Christiane Taubira est-elle, oui ou non, titulaire d’un doctorat d’économie et d’un doctorat d’ethnologie, comme on le lit de façon récurrente dans les journaux, et surtout comme l’a affirmé David Pujadas dans une petite notice biographique en préambule de l’émission « Des paroles et des actes », devant l’intéressée et sans que celle-ci ne sourcille ?

Philippe Bilger, que l’on ne présente plus sur Boulevard Voltaire, évoque le sujet dans son dernier livre Contre la justice laxiste aux Éditions l’Archipel, écrivant au sujet du doctorat d’économie (obtenu, selon un CV du ministre, à Paris II Assas), avec la précision et la sage prudence qu’on lui connaît : « Les recherches à ce sujet sur le site des thèses et au bureau des doctorats n’en confirment pas l’existence. » Allons, bon ! Sur les réseaux sociaux et dans la presse, le doute enfle, les langues vont bon train.

Il se dit même qu’à la faculté de droit de Guadeloupe, en 2004, Christiane Taubira n’aurait pu être maître de conférences, comme elle le briguait, faute d’avoir pu finalement produire les diplômes ad hoc… Vrai ou faux ? On attend le « choc de clarification ». Si tout cela est infondé et relève de la médisance, il faut que Christiane Taubira frappe du poing sur la table.

Et qu’elle ne prétende pas, cette fois, avoir été « imprécise » (Pujadas a dit « doctorat » ? Elle aurait mis sa main au feu que c’était « troisième cycle » !), qu’elle s’est « trompée de date » (on ne va pas, non plus, l’enquiquiner avec des histoires de calendrier ? Il s’agit évidemment d’un doctorat qu’on ne peut pas retrouver, vous êtes drôle, puisqu’il n’a pas encore été passé : elle s’y attellera dès qu’elle ne sera plus ministre, autant dire très bientôt, ça l’occupera. A confondu 2018 et 1978, peut-être pas très grave, si ?), ou qu’elle ne brandisse pas sur un plateau de télévision en lieu et place dudit document son BEPC brillamment réussi en 1966, un bougre de journaliste plus vicieux que les autres serait capable de zoomer.
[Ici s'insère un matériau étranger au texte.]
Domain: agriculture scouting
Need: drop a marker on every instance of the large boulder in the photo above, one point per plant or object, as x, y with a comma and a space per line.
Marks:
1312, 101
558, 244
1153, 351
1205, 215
Et qu’est-ce que cela peut bien changer ? Bardée ou non de diplômes, elle reste le même ministre et, du reste, avec ou sans doctorat, Philippe Bilger – en dépit de leurs profonds désaccords – a toujours rendu hommage à sa grande intelligence. Cela ne change certes pas la dame, mais le regard que portent sur elle les Français. Qui commencent à atteindre leurs limites de tolérance en matière de boniment gouvernemental : la première fois (Cahuzac), ça allait encore, la deuxième fois (les écoutes), ils ont eu une poussée d’urticaire, une troisième fois, ce serait le choc anaphylactique. Qui vole un œuf vole un bœuf, qui ment sur un doctorat ment sur une affaire d’État.
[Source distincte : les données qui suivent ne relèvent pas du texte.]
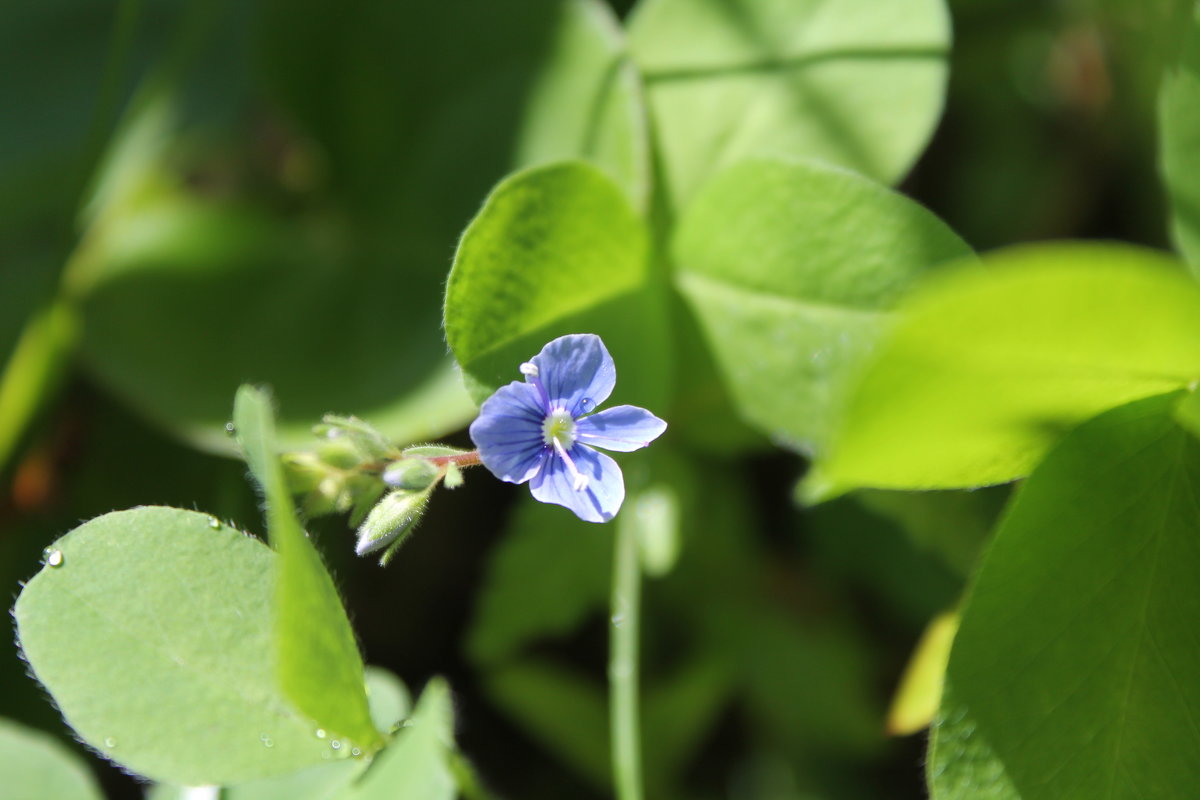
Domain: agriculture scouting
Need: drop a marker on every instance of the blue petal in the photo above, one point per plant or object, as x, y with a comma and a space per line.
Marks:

En 2011, en Allemagne, le baron von und zu Guttenberg, ministre de la Défense d’Angela Merkel, avait dû démissionner à la suite d’un scandale lié à un prétendu doctorat. On l’avait surnommé le « baron von und zu Googleberg », ou « baron du copier-coller ». Sa thèse s’était révélée être un vaste plagiat, et son doctorat un diplôme de complaisance. Une humiliation qui sera peut-être évitée à Christiane Taubira. Si elle met un point final à la rumeur en produisant les diplômes litigieux… ou si, remaniement oblige, elle part la tête haute. Il y en a peut-être au moins une qui se réjouit secrètement des résultats des dernières municipales.